Totally. Part of one way that the book is concerned with that kind of thing is, for example, when it talks about the Challenger disaster – which this whole generation of Americans remembers live but actually nobody, or very few people, actually saw it.
I’m interested in how a lot of memories that we feel provide our identity are social fictions – they’re not individual experience. One way to think about the movement between the two books is that there’s a scene in Leaving the Atocha Station where the narrator steals his friend’s experience of having been around a drowning and retells it as his own, trying to pass it off as his experience and get mileage out of it and, in this book, there’s a lot of shared circulation of stories and information. But instead of it being about passing something off as yours it’s about language that transcends authorship and an experience that transcends an individual body – the way that the self is a tissue of social experiences and not just a private domain.
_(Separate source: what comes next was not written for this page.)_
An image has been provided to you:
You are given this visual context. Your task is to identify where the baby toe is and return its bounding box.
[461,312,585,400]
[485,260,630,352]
The self is like a permeable membrane. And even between the two books there’s a sense, a spectre or vague implication, that the protagonists of Leaving the Atocha Station and 10:04aren’t entirely distinct as Selves…
It’s willfully confusing, but I think it’s more that the narrator of 10:04 is the author of Leaving the Atocha Station – but then it’s unclear how much the author of Leaving the Atocha Station was the narrator within it, so there are all these different kinds of divisions of fictional levels. What I’m interested in in 10:04 is the way that experience becomes fiction and the way fiction becomes real; has like a lived effect, even in small ways.
If you write a book, once the fiction becomes a fact in the world, it starts to exercise its actual control over your life and I wanted to track that. How do you transpose experience in to fiction? How does it get made back in to fact? And sometimes that’s a great thing and sometimes that’s a horrible thing. Ronald Reagan would be an example of a bad transposition of fiction in to fact – of an actor in to the realm of politics, crossing a border with disastrous effects.